Frente a este hecho inevitable, la política cultural deberá
facilitar estas transformaciones y potenciar la capacidad de la
población para llevarlas a cabo.
Hasta hoy, el
objeto de la política cultural se ha referido fundamentalmente a la
gestión de manifestaciones artísticas, las fiestas populares, los
museos, el teatro, la literatura, la pintura, la recuperación de prácticas
lúdicas que habían caído en desuso, etc.
Ha llegado el
momento de revisar las prioridades porque los cambios son rápidos y
profundos y van a serlo cada día más.
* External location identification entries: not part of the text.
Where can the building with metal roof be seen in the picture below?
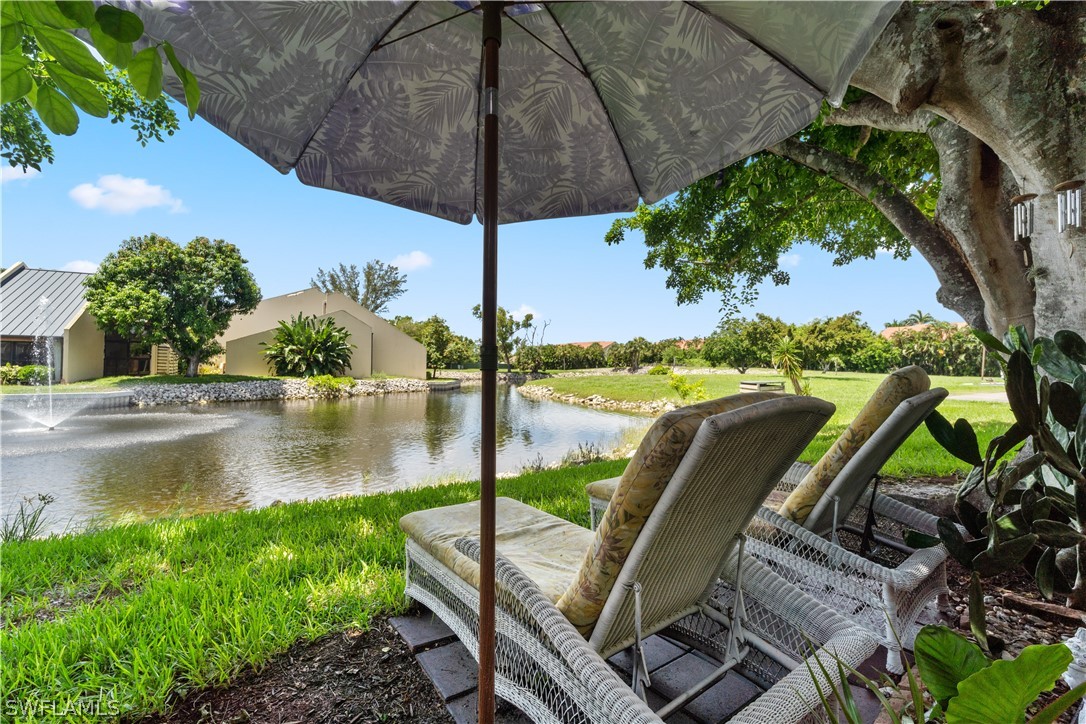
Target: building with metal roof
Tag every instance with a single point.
(43, 320)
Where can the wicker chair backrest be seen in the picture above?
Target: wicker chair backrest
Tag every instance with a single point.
(734, 461)
(854, 478)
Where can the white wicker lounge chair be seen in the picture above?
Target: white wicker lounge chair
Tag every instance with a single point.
(670, 579)
(886, 597)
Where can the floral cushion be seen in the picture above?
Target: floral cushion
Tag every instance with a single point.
(634, 497)
(895, 389)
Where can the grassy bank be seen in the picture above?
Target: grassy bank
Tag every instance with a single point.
(123, 620)
(920, 455)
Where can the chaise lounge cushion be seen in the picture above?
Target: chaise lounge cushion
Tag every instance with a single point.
(635, 494)
(521, 534)
(898, 386)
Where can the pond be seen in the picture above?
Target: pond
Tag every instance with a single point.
(111, 465)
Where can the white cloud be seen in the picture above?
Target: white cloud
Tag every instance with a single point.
(412, 261)
(16, 174)
(80, 265)
(120, 194)
(522, 312)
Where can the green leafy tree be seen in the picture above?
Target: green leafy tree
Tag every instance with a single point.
(161, 292)
(310, 346)
(48, 74)
(374, 288)
(508, 330)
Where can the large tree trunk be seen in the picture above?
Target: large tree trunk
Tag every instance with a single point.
(1013, 78)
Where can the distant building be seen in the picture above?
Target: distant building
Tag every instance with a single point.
(891, 331)
(45, 309)
(380, 347)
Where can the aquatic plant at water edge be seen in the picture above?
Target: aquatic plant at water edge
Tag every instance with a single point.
(307, 346)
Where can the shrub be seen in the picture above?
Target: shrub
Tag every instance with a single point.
(9, 373)
(326, 385)
(33, 375)
(307, 346)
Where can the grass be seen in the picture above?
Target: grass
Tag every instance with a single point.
(141, 613)
(114, 383)
(920, 455)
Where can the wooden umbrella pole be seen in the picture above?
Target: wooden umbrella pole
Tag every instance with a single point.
(491, 41)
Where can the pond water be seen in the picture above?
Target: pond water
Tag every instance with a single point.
(142, 462)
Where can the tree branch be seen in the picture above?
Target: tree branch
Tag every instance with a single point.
(958, 287)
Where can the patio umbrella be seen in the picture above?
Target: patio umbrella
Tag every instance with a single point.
(603, 103)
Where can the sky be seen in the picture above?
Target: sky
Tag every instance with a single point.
(104, 188)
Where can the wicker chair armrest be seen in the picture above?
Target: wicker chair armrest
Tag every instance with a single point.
(916, 569)
(520, 594)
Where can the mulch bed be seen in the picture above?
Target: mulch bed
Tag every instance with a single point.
(349, 677)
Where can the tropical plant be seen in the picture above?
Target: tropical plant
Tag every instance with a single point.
(1030, 511)
(161, 292)
(787, 359)
(308, 346)
(958, 684)
(49, 73)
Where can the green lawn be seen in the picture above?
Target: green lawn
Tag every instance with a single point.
(114, 383)
(146, 611)
(920, 455)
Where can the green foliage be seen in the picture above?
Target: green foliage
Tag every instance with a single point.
(310, 346)
(724, 233)
(47, 73)
(160, 292)
(1036, 504)
(33, 375)
(326, 385)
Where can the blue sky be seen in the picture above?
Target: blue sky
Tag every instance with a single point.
(104, 188)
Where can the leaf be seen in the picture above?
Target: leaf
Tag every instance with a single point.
(15, 80)
(1057, 534)
(114, 52)
(1000, 693)
(144, 72)
(946, 658)
(1064, 404)
(57, 111)
(989, 341)
(78, 11)
(188, 80)
(11, 37)
(71, 53)
(1004, 557)
(121, 25)
(1022, 391)
(79, 90)
(1071, 344)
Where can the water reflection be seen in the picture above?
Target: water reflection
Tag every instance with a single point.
(147, 462)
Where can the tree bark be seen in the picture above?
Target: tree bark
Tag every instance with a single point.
(958, 290)
(1013, 78)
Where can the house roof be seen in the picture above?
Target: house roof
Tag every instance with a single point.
(22, 309)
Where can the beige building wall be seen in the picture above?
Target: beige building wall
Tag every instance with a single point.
(84, 350)
(388, 351)
(245, 355)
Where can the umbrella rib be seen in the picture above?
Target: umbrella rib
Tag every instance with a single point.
(610, 122)
(346, 83)
(746, 36)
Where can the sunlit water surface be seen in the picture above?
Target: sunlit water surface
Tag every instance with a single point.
(110, 465)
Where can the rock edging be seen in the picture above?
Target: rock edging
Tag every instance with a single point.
(149, 395)
(598, 402)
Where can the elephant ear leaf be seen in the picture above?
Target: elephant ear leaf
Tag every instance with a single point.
(945, 659)
(1000, 693)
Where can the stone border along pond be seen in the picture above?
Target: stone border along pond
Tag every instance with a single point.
(150, 395)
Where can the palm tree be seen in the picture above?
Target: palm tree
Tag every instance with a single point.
(787, 359)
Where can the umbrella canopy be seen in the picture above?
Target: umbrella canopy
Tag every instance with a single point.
(603, 103)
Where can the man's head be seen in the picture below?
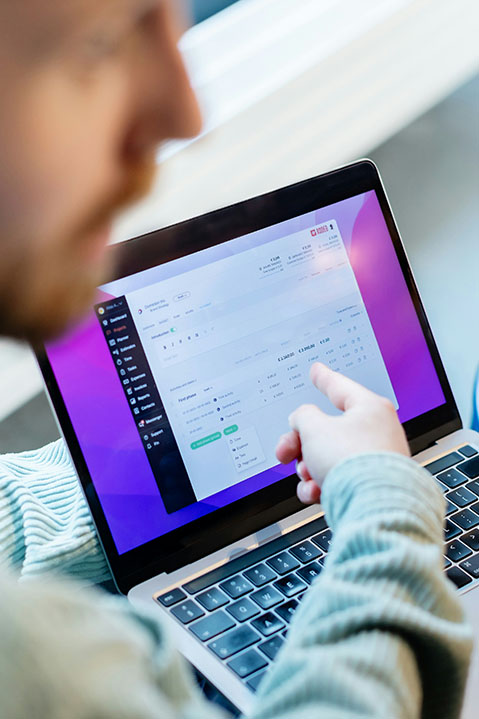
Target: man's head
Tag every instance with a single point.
(89, 89)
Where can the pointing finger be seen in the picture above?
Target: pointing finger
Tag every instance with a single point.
(342, 391)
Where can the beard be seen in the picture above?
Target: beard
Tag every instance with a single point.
(46, 286)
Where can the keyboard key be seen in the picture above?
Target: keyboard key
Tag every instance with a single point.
(283, 563)
(267, 597)
(247, 663)
(473, 486)
(234, 641)
(236, 586)
(465, 519)
(459, 577)
(290, 585)
(439, 465)
(260, 575)
(267, 624)
(287, 610)
(212, 599)
(254, 556)
(450, 507)
(272, 646)
(323, 540)
(470, 468)
(468, 451)
(212, 625)
(451, 530)
(305, 552)
(255, 681)
(456, 550)
(172, 597)
(462, 497)
(187, 612)
(452, 478)
(243, 609)
(310, 572)
(471, 566)
(472, 540)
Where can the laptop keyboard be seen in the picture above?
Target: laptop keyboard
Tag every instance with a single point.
(241, 610)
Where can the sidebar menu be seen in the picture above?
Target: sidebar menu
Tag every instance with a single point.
(145, 403)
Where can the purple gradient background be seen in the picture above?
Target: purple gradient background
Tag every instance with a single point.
(105, 427)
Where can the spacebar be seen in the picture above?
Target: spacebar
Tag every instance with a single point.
(255, 555)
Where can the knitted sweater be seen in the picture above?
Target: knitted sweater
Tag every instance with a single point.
(379, 633)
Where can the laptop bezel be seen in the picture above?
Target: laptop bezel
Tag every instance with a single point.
(225, 526)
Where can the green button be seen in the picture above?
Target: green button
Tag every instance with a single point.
(230, 430)
(206, 440)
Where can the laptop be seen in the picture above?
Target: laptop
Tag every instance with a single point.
(173, 391)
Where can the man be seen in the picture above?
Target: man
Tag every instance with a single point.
(89, 88)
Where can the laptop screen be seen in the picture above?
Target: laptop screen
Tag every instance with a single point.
(180, 381)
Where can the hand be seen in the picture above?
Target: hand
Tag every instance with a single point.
(318, 441)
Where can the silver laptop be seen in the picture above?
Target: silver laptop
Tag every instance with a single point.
(172, 393)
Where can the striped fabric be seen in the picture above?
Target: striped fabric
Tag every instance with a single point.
(45, 524)
(380, 633)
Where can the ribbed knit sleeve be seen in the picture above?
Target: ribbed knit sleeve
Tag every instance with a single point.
(45, 524)
(380, 633)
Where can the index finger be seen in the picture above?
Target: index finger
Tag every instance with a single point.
(343, 392)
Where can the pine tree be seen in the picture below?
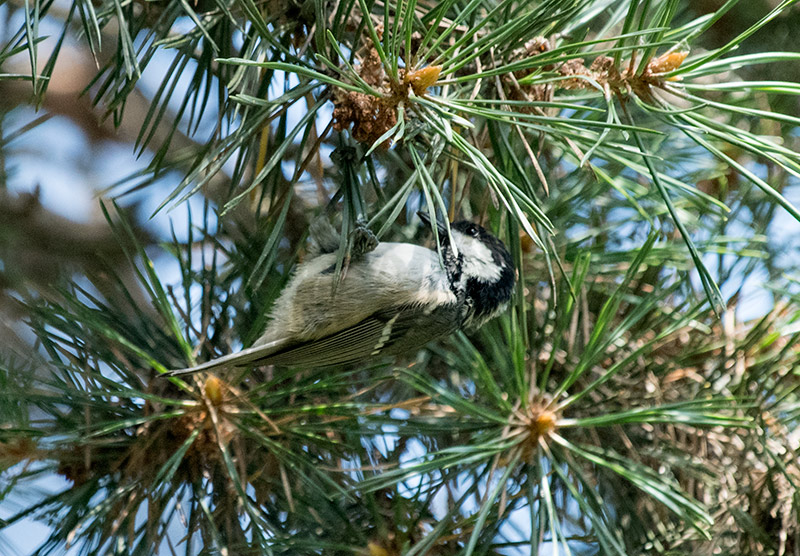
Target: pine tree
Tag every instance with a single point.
(620, 406)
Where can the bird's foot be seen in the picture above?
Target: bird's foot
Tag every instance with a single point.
(362, 241)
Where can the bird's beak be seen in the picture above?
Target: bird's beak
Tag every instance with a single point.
(426, 218)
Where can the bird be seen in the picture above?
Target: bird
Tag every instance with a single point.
(393, 298)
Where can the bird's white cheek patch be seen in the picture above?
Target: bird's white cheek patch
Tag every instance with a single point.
(478, 262)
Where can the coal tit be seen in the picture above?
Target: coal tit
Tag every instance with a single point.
(394, 298)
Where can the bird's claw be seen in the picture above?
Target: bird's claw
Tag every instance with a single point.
(362, 241)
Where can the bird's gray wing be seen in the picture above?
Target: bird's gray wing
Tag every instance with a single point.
(386, 332)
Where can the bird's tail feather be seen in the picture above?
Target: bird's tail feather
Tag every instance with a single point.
(242, 358)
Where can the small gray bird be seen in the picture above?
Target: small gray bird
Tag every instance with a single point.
(394, 298)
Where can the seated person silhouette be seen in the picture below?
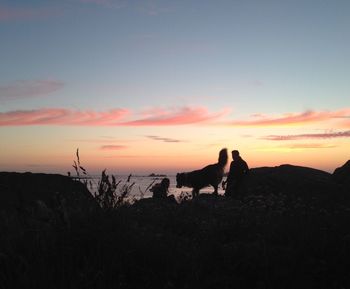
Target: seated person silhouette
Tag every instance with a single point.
(160, 190)
(238, 170)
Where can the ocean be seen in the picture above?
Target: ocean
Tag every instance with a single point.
(144, 183)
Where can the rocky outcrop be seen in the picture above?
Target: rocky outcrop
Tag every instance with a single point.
(342, 175)
(292, 181)
(25, 189)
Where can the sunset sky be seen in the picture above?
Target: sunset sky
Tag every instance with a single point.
(161, 86)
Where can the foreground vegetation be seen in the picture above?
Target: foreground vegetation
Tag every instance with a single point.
(270, 241)
(267, 238)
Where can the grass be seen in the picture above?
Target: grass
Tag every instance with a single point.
(264, 241)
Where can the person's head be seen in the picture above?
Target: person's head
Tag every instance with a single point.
(235, 154)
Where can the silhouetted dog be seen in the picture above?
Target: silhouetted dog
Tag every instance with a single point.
(209, 175)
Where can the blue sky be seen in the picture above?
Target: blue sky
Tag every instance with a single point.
(234, 59)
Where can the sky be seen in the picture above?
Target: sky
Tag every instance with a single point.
(161, 86)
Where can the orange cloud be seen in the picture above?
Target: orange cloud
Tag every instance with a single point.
(292, 118)
(113, 147)
(176, 116)
(61, 116)
(164, 139)
(115, 117)
(308, 136)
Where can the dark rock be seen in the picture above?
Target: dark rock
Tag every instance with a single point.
(289, 180)
(342, 175)
(25, 189)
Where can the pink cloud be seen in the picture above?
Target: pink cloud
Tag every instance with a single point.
(329, 135)
(115, 117)
(22, 89)
(176, 116)
(311, 146)
(17, 13)
(112, 147)
(292, 118)
(163, 139)
(61, 116)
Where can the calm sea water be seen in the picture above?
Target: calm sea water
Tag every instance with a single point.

La preparación para
afrontarlos no va a obtenerse visitando museos, participando en
grandes acontecimientos lúdicos, acudiendo a espectáculos de danza,
a conciertos o a representaciones teatrales.
Por este motivo, la
política cultural, además de continuar ocupándose de los temas
usuales de siempre, deberá abrirse hacia otros ámbitos de la
cultura, entendiendo la cultura de una manera más amplia que incluye
todas sus vertientes antropológicas, institucionales y sociológicas.
Los cambios
culturales que debemos llevar a cabo están relacionados con:
1.
la capacidad de adaptación de la gente y con su equilibrio
emocional frente a la incertidumbre, la ambigüedad y la indeterminación,
2.
La gestión de la novedad
3.
la manera de funcionar de las organizaciones,
en donde se deben cambiar hábitos, actitudes, visiones y
algunos principios muy enraizados para que se hagan más flexibles y más
abiertas a la novedad,
4.
la creación de marcos de actuación que ofrezcan a las
personas y a las instituciones un terreno en el que pueda prosperar la
creación y adopción de los cambios culturales que debemos llevar a
cabo.
En esta
encrucijada, debemos:
a)
en primer lugar, aumentar nuestro esfuerzo en el campo de la
política cultural (menos tiempo y recursos para las infraestructuras
físicas y más tiempo y recursos para el desarrollo de recursos
intangibles),
b)
identificar cuales son exactamente los nuevos ámbitos que ha
de ser objeto de la política cultural (los recursos intangibles que
sean especialmente útiles para hacer frente a los cambios)
c)
repensar las prioridades (reordenarlas en función de las
nuevas necesidades emergentes)
Un
campo paradigmático de la nueva política cultural estará
representado por los esfuerzos que hagamos en la prevención del
envejecimiento institucional y en el lanzamiento del crecimiento
cualitativo de nuestros marcos institucionales, no únicamente en el
ámbito de la institución municipal, sino también en otros ámbitos:
la empresa, la enseñanza, la sanidad, etc.